Republican incumbent U.S. Sen. Scott Brown and Democratic rival Elizabeth Warren sparred on tax policy, Iran's nuclear ambitions and Warren's claims of Native American heritage during their first debate in Massachusetts' closely watched Senate race.

Brown began the debate by saying Warren "checked the box claiming she is Native American, and clearly she is not."

Brown called on Warren, a professor at Harvard Law School, to release records related to her hiring at the school to show whether she got an unfair advantage.

"I think character is important," he said.

Warren said that her parents told her growing up that her mother was part Cherokee and part Delaware Indian and that as a child she never questioned that story.

Warren also said those who hired her during her law school career had said they were either unaware of her background or that it played no role in their decision to hire her.

"This is about family.

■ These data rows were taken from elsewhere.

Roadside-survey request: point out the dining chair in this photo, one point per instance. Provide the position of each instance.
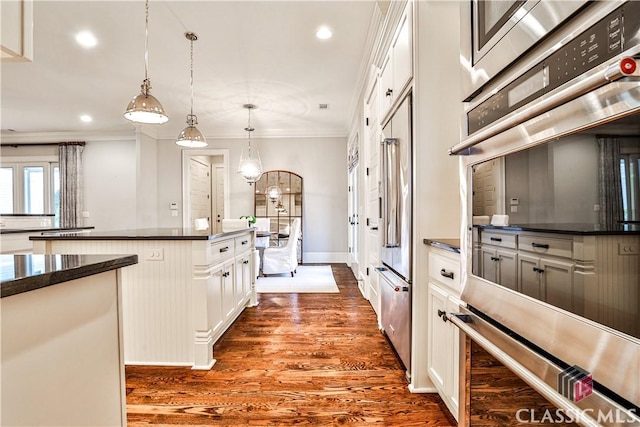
(283, 259)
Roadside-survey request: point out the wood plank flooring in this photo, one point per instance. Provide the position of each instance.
(295, 359)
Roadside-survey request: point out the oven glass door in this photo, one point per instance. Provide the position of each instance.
(492, 16)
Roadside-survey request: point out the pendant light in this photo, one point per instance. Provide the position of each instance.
(145, 108)
(190, 136)
(250, 167)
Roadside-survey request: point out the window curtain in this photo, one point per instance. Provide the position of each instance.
(70, 159)
(610, 183)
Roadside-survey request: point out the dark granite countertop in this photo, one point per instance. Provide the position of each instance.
(24, 273)
(452, 245)
(23, 215)
(40, 229)
(568, 228)
(140, 234)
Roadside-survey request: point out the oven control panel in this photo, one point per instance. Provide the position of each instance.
(602, 41)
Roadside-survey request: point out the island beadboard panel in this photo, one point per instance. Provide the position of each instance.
(156, 297)
(180, 297)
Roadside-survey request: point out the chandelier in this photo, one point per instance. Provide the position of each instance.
(145, 108)
(250, 168)
(190, 136)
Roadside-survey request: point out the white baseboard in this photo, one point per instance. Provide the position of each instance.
(329, 257)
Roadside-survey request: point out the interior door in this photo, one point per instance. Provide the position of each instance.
(200, 196)
(354, 221)
(371, 193)
(219, 197)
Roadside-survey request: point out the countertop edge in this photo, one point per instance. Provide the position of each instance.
(115, 236)
(549, 230)
(41, 229)
(32, 283)
(452, 245)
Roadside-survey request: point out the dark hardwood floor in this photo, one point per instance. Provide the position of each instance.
(295, 359)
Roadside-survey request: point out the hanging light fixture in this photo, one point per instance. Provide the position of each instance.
(250, 167)
(145, 108)
(190, 136)
(273, 193)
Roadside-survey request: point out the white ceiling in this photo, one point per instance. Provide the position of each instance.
(260, 52)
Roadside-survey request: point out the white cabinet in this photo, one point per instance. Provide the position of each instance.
(397, 69)
(242, 279)
(444, 350)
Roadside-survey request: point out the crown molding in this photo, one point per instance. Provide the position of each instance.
(41, 137)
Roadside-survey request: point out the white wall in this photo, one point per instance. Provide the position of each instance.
(146, 185)
(110, 184)
(320, 161)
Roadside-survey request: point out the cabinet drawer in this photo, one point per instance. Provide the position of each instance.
(444, 270)
(501, 240)
(221, 250)
(546, 245)
(242, 243)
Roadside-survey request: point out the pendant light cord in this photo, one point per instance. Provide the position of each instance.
(146, 41)
(249, 128)
(191, 65)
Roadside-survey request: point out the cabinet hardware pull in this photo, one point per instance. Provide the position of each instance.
(539, 245)
(447, 274)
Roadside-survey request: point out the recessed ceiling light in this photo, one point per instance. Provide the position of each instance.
(324, 33)
(86, 39)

I can't and I won't change who I am," she said.

Warren shot back at Brown, saying voting for him could turn control of the Senate over to Republican leaders.

"I am working to keep President (Barack) Obama as our commander-in-chief," she said, "not Mitt Romney."

Warren pointed to a series of Brown votes in the Senate that she said show he sided with big oil companies and held tax cuts for the middle class hostage to give tax cuts to millionaires.

"Sen. Brown is out there protecting every loophole," she said.

Brown responded by saying of the two candidates in the race, only one supports higher taxes, and that's Warren. He also said putting more financial pressure on oil companies could raise prices at the pump.

"I am on the taxpayer's side," he said, noting that it's now costing him $70 to fill up his pick-up truck.

There were several testy exchanges during the hourlong debate on WBZ-TV.

Warren tried to portray Brown as unreliable on women's issues. Warren said she would not vote to support a U.S. Supreme Court nominee who opposes legal abortion. She criticized Brown for opposing the nomination of Elena Kagan to the court.

Brown described himself as "pro-choice" and said he opposed Kagan because she didn't have enough courtroom experience for the high court.

"Sorry I didn't vote for your boss," Brown said, referring to Kagan's tenure as dean of Harvard Law School.

Warren also pointed to a Brown vote in favor of a proposed amendment that would allow employers to deny insurance coverage for birth control. Brown said he supports women's access to birth control but was trying to protect the religious concerns of Roman Catholics. The church opposes birth control.

Asked about the possibility that Iran could acquire a nuclear weapon, Brown criticized Warren for not adopting a tough enough response. "We cannot have a nuanced approach that Professor Warren wants," he said.

Warren said she also supports Israel and is opposed to allowing Iran to gain nuclear arms. She also praised Secretary of State Hillary Rodham Clinton and Obama, saying he's "done a first-rate job. He's taking nothing off the table."

The two sparred on energy and higher education.

Brown said he's taking an "all-of-the-above" approach to energy policy from natural gas to renewable energy.

Warren said Brown has tilted the fiscal playing field in favor of oil companies, forcing the renewable power industry to fight "an uphill battle."

Browbn also criticized Warren's nearly $350,000 annual salary at Harvard, saying administrative costs are driving up tuition. He said he filed a bill for more fiscal transparency at colleges and universities.

Warren said the problem is that the United States isn't investing enough in education. She said Brown is more interested in protecting tax breaks for the wealthy than in making it easier for young people to get college degrees.

Polls show a close contest. The race is already the most expensive campaign in Massachusetts political history.